J'ai mentionné l'éducation, mais je pourrais dire la même chose en matière de prévention et de traitement des incivilités, puisque le ministère de la justice ne peut, faute de crédits réservés ou en nombre, soutenir suffisamment les associations qui oeuvrent dans les quartiers situés en politique de la ville.

Enfin, l'amendement que je proposerai tout à l'heure tend également à préciser la déclinaison territoriale de l'agence, en confiant, au niveau de chaque région, à des préfets délégués à la cohésion sociale et à l'égalité des chances un rôle de coordination et de pilotage du dispositif.

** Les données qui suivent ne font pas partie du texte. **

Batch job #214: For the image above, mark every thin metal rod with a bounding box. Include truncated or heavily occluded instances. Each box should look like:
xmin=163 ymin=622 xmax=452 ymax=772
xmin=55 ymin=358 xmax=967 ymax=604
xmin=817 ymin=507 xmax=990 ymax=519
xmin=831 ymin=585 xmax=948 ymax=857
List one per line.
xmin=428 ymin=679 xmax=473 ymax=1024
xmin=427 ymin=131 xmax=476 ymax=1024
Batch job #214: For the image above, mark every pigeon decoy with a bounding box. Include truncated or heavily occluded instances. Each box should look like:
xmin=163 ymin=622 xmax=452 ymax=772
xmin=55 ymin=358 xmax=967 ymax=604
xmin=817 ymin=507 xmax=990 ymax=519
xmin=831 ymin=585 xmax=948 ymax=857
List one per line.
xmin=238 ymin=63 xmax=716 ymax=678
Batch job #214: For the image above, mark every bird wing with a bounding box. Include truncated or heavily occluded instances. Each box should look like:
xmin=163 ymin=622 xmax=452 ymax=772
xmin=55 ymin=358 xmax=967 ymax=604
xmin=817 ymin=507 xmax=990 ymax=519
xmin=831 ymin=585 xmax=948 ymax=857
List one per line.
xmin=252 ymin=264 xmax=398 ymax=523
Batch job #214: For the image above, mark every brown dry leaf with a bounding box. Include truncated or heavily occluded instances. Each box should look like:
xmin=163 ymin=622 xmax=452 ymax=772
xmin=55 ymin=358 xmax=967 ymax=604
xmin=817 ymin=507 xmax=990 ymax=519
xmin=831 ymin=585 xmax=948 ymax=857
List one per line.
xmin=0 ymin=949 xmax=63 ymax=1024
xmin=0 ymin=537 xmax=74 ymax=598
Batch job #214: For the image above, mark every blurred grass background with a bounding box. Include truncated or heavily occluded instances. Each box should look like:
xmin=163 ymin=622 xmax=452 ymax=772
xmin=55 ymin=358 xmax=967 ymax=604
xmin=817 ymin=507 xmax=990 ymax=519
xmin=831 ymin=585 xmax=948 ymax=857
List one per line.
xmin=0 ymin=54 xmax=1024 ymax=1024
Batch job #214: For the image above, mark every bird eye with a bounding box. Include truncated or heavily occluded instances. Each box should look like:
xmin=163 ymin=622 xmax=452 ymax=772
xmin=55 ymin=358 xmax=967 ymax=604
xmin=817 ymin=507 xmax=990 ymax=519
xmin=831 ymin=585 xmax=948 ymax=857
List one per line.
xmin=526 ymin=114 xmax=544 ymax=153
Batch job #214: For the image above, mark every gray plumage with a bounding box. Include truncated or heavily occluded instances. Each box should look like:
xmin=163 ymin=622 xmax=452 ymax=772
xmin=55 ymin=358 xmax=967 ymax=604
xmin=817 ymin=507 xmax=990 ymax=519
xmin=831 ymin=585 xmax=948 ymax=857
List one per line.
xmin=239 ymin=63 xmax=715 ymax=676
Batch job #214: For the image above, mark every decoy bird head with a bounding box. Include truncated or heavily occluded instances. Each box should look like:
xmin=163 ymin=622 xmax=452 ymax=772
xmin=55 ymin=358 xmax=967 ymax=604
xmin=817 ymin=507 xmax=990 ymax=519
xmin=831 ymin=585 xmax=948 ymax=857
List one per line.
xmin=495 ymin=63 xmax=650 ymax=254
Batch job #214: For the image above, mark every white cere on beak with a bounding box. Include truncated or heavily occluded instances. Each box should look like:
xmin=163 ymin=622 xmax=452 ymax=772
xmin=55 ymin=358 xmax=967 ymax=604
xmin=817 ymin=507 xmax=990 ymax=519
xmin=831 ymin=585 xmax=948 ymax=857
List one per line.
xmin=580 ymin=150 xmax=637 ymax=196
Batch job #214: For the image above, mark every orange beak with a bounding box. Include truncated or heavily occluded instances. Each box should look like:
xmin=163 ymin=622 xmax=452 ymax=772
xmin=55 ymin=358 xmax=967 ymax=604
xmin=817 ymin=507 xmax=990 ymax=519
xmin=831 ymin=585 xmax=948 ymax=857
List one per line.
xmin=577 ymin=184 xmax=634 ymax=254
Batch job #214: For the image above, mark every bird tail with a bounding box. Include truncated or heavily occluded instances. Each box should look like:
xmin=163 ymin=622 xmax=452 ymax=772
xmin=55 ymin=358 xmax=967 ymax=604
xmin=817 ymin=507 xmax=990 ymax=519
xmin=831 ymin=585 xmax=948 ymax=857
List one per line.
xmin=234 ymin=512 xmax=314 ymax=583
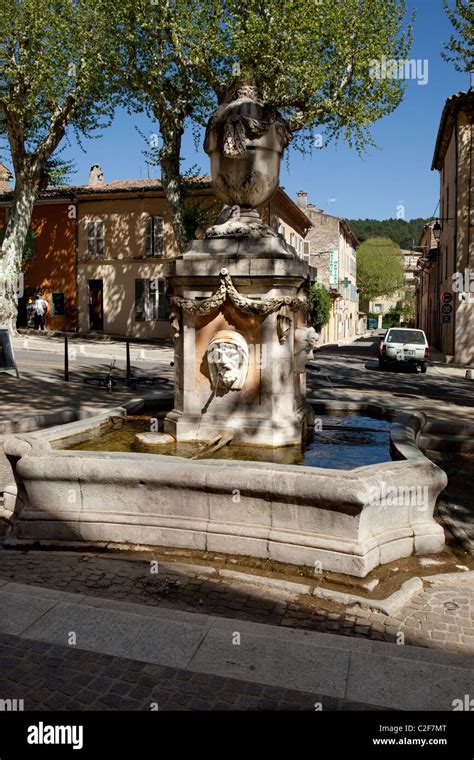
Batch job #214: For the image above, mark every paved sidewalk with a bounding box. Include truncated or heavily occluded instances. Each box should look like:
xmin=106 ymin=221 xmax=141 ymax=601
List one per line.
xmin=0 ymin=584 xmax=474 ymax=711
xmin=0 ymin=550 xmax=474 ymax=655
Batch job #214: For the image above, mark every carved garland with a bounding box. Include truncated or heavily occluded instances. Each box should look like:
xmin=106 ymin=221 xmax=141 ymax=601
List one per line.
xmin=170 ymin=269 xmax=311 ymax=336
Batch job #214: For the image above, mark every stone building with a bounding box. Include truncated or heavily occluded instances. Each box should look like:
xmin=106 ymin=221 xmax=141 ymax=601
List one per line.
xmin=0 ymin=182 xmax=77 ymax=332
xmin=297 ymin=190 xmax=365 ymax=343
xmin=0 ymin=172 xmax=311 ymax=339
xmin=418 ymin=91 xmax=474 ymax=366
xmin=416 ymin=222 xmax=440 ymax=346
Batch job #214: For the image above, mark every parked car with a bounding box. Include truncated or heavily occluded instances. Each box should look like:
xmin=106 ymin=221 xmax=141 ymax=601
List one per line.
xmin=379 ymin=327 xmax=430 ymax=372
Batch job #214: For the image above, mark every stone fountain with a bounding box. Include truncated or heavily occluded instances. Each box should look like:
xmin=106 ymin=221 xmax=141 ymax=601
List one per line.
xmin=5 ymin=85 xmax=447 ymax=576
xmin=165 ymin=85 xmax=316 ymax=447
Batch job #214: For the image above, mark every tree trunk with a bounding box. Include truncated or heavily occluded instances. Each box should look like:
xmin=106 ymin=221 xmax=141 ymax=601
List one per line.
xmin=159 ymin=119 xmax=189 ymax=253
xmin=0 ymin=178 xmax=38 ymax=332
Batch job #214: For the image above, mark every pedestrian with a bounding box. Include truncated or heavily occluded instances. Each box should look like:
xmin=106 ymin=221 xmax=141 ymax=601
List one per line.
xmin=33 ymin=291 xmax=48 ymax=330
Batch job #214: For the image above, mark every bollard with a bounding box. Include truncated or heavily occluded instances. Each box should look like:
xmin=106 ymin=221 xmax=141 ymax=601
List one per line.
xmin=125 ymin=340 xmax=132 ymax=386
xmin=64 ymin=335 xmax=69 ymax=383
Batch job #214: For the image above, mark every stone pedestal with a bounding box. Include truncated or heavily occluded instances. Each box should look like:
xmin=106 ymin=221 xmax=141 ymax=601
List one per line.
xmin=165 ymin=237 xmax=312 ymax=447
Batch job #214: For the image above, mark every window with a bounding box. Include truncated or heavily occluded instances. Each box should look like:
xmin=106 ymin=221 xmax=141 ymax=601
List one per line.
xmin=135 ymin=277 xmax=169 ymax=322
xmin=51 ymin=293 xmax=66 ymax=317
xmin=87 ymin=219 xmax=104 ymax=256
xmin=145 ymin=216 xmax=165 ymax=256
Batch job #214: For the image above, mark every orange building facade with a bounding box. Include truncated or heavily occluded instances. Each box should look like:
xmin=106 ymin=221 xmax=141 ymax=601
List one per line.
xmin=0 ymin=192 xmax=77 ymax=332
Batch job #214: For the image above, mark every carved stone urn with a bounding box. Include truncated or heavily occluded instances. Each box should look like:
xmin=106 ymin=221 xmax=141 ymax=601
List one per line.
xmin=204 ymin=84 xmax=291 ymax=237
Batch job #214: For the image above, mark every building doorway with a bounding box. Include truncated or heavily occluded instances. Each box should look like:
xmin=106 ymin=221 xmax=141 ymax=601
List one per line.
xmin=89 ymin=280 xmax=104 ymax=332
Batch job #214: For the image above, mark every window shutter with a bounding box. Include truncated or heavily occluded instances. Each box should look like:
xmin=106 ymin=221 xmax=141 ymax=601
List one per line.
xmin=145 ymin=216 xmax=153 ymax=256
xmin=87 ymin=222 xmax=95 ymax=256
xmin=147 ymin=277 xmax=160 ymax=320
xmin=23 ymin=227 xmax=35 ymax=259
xmin=135 ymin=280 xmax=146 ymax=322
xmin=95 ymin=219 xmax=104 ymax=256
xmin=153 ymin=216 xmax=165 ymax=256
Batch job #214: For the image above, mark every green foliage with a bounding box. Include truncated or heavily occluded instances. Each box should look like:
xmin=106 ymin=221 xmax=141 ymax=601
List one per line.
xmin=347 ymin=219 xmax=427 ymax=250
xmin=309 ymin=283 xmax=331 ymax=330
xmin=0 ymin=0 xmax=120 ymax=173
xmin=224 ymin=0 xmax=411 ymax=149
xmin=441 ymin=0 xmax=474 ymax=73
xmin=357 ymin=238 xmax=404 ymax=304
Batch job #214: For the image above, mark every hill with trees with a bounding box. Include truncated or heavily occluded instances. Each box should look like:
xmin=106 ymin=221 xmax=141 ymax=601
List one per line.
xmin=347 ymin=219 xmax=427 ymax=249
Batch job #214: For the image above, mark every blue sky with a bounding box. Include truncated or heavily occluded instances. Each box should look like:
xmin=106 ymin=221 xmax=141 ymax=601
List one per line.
xmin=61 ymin=0 xmax=469 ymax=219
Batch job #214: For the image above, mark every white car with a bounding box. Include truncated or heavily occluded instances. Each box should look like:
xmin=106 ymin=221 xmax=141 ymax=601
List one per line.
xmin=379 ymin=327 xmax=430 ymax=372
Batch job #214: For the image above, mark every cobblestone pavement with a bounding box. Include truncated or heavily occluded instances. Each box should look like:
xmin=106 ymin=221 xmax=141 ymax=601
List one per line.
xmin=0 ymin=635 xmax=383 ymax=712
xmin=0 ymin=551 xmax=474 ymax=654
xmin=349 ymin=579 xmax=474 ymax=654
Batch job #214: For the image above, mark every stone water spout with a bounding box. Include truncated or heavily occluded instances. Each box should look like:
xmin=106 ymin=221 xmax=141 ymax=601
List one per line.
xmin=165 ymin=82 xmax=316 ymax=446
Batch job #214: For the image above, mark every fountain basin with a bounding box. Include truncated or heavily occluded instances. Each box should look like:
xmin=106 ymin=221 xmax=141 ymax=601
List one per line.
xmin=5 ymin=401 xmax=447 ymax=577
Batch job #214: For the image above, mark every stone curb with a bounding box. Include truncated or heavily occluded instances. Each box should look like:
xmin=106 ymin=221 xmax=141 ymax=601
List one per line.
xmin=218 ymin=569 xmax=312 ymax=594
xmin=313 ymin=577 xmax=423 ymax=616
xmin=0 ymin=582 xmax=473 ymax=711
xmin=423 ymin=570 xmax=474 ymax=585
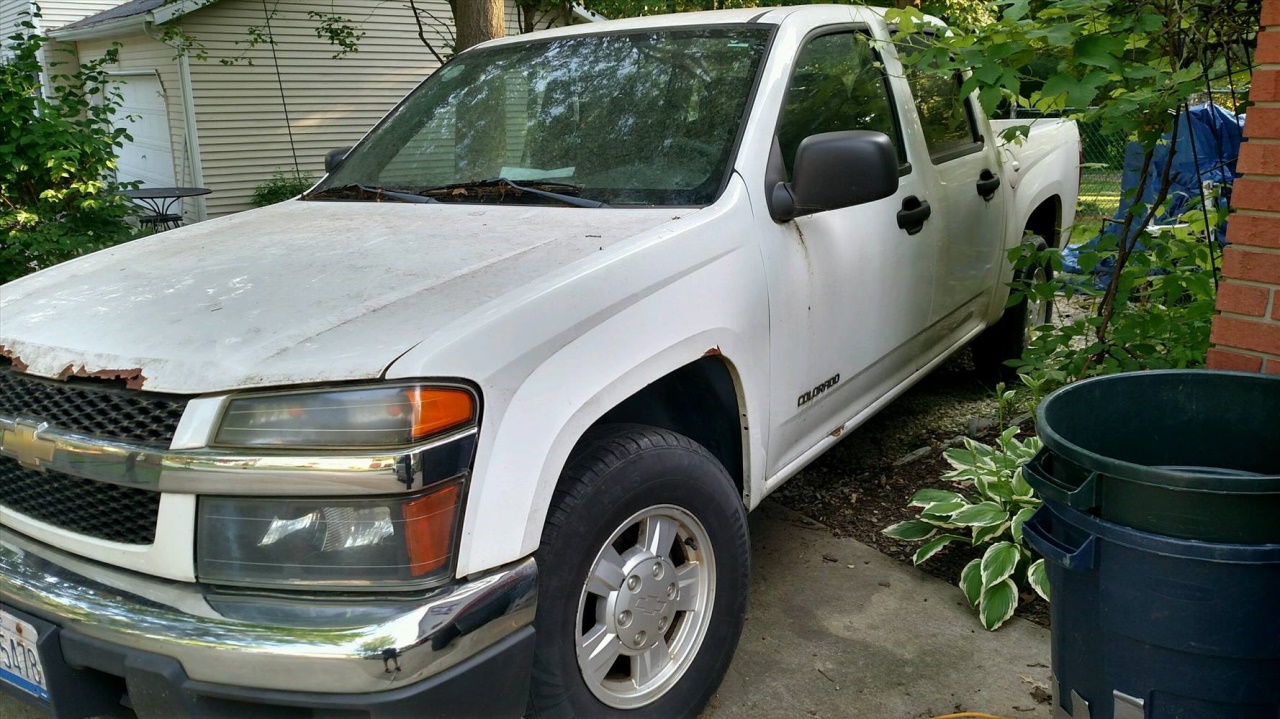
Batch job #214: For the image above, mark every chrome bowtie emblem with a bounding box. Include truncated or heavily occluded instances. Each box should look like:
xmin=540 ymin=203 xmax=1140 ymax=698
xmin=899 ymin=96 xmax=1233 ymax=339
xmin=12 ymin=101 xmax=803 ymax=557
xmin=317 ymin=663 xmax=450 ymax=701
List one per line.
xmin=0 ymin=420 xmax=58 ymax=470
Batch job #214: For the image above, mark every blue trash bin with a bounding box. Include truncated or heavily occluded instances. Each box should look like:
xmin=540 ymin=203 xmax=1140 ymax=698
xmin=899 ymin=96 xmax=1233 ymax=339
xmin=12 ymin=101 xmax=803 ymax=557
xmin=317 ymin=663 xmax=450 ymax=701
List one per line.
xmin=1023 ymin=503 xmax=1280 ymax=719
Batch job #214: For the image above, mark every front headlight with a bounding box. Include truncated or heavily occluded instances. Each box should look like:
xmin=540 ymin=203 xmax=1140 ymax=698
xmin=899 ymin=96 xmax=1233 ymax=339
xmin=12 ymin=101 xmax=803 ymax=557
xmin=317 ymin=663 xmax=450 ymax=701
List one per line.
xmin=196 ymin=481 xmax=462 ymax=589
xmin=214 ymin=384 xmax=476 ymax=448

En effet, l'échelon pertinent pour articuler les missions de l'agence avec les actions déconcentrées de l'État et les politiques territoriales est, à l'évidence, celui de la région. Les contrats de plan État-régions sont, de fait, l'instrument qui permet d'organise la politique d'aménagement du territoire et d'élaborer la politique de la ville.

La réflexion sur l'ANCSEC doit pouvoir être menée dans une stratégie globale du territoire, puis être traduite en actions à partir de l'échelon départemental. Ainsi, pourquoi ne pas instituer un préfet à l'égalité des chances à l'échelon régional et des délégués par département ?

Des missions mieux définies, une meilleure articulation avec l'existant, des niveaux de décision plus pertinents : telles sont les améliorations que nous proposons à travers cet amendement.

Sachez, madame la ministre, que je ne doute pas de la volonté qui est la vôtre de préciser et d'améliorer, au cours de nos débats, la définition de cette agence, tout en lui laissant la souplesse nécessaire à un bon fonctionnement.